1:00: 1876. Every stoke I’m stuffing in as much wood as I can onto the hobs, and then I keep an eye on the primary air-holes–when I can see through them that the wood level has dropped, it’s time to stoke again.
2:00: 2067 degrees. The wind has died, so I open up the secondary air holes. With the increase in heat, the kiln needs more air anyway.
3:00: 2230 degrees. Sometimes I have to insert a pipe through the secondary air holes to poke the wood a little, getting it to drop onto the ember pile and giving more room to stoke on the hobs. The tricky thing with firing a bourry box kiln is maintaining a proper level of coals on the floor of the firebox. Let it burn too low and the fire on the hobs gets sluggish. Let too much wood fall onto the ember pile and the arch between the firebox and the ware chamber (aka “throat arch”) gets clogged with embers. So keeping the wood on the hobs is a good thing, but poking it down occasionally does rocket the temperature up. I can check the level of the ember pile by opening one of the lower peep-hole bricks.
3:15: 2300 degrees. My thermocouple begins to melt at 2300, so I have to pull it out. From now on, I read temperature through a set of pyrometric cones which I’ve set in the kiln. Each one melts at a different temp, so when one has melted and another hasn’t, I can tell the kiln is somewhere between the two cones, say, 2300 and 2320 degrees. For all you potters out there, I’ll admit that somewhat randomly I’ve chosen cones 5, 8, and 10.
3:45: I have two spots in the kiln where I’ve set cones, one near the top of the setting, one near the bottom. Cone 8 is down on the bottom, half down on top.
4:30: Cone 10 bending on the bottom and on the top it’s softening. I stop stoking. I putter around, picking up and putting things away, waiting for the wood on the hobs to burn all the way down. This takes about a half hour, and by that time cone 10 is all the way down on the bottom and nicely bent on the top. I close up the air-intake holes, close the damper on the chimney, and burn rubber on the way home.
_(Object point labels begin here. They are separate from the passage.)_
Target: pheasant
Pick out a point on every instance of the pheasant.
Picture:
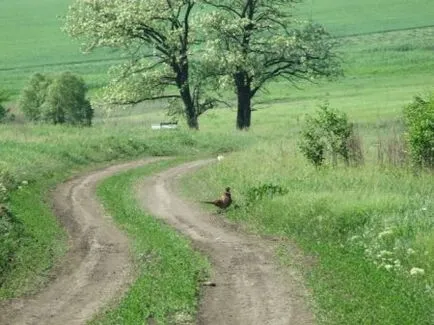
(224, 201)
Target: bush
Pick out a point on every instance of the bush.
(33, 95)
(419, 120)
(4, 96)
(57, 100)
(329, 132)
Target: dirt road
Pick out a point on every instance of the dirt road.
(97, 267)
(250, 289)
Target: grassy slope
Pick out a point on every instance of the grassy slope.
(168, 270)
(383, 71)
(44, 155)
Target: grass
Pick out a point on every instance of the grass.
(365, 227)
(169, 271)
(39, 45)
(354, 222)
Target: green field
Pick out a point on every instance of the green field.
(351, 221)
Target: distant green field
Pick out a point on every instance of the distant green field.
(388, 57)
(31, 39)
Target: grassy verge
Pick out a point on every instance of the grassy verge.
(169, 271)
(370, 230)
(35, 158)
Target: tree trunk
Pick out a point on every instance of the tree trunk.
(184, 91)
(244, 101)
(190, 111)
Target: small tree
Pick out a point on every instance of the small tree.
(256, 42)
(419, 120)
(329, 131)
(33, 96)
(4, 96)
(60, 99)
(66, 101)
(158, 37)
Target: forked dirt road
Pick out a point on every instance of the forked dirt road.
(96, 268)
(250, 288)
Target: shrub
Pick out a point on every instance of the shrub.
(4, 96)
(329, 131)
(57, 100)
(419, 120)
(66, 101)
(33, 96)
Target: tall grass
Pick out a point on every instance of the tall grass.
(36, 157)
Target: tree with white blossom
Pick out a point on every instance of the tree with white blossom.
(158, 37)
(254, 42)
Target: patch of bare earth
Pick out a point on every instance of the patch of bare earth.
(97, 267)
(250, 288)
As an end note, I would like to say proudly that I did nearly all of this firing by myself, with only an hour or two of help from J., my faithful side-kick. He was only busy UNLOADING THE STRAW BALES THAT WILL BE THE WALLS OF OUR HOUSE. While I was firing, a local farmer brought by 200 bales of straw in four trips with his dangerously overloaded antique farm truck. I’m so sad to say I didn’t get a picture for you (he was quite picturesque) because I was busy stoking wood.
And a final end note, a hearty thanks to Linda Christianson, a potter just across the river in Minnesota, who helped me figure out this whole wood-firing process. Last time, after two previous failed attempts, she midwifed my firing via phone call and gave me the hope and confidence I needed to attempt it again. I’m so grateful for her generous tutelage.
Also a few of the pots from the firing, in their native habitat. Over all it was a really great firing.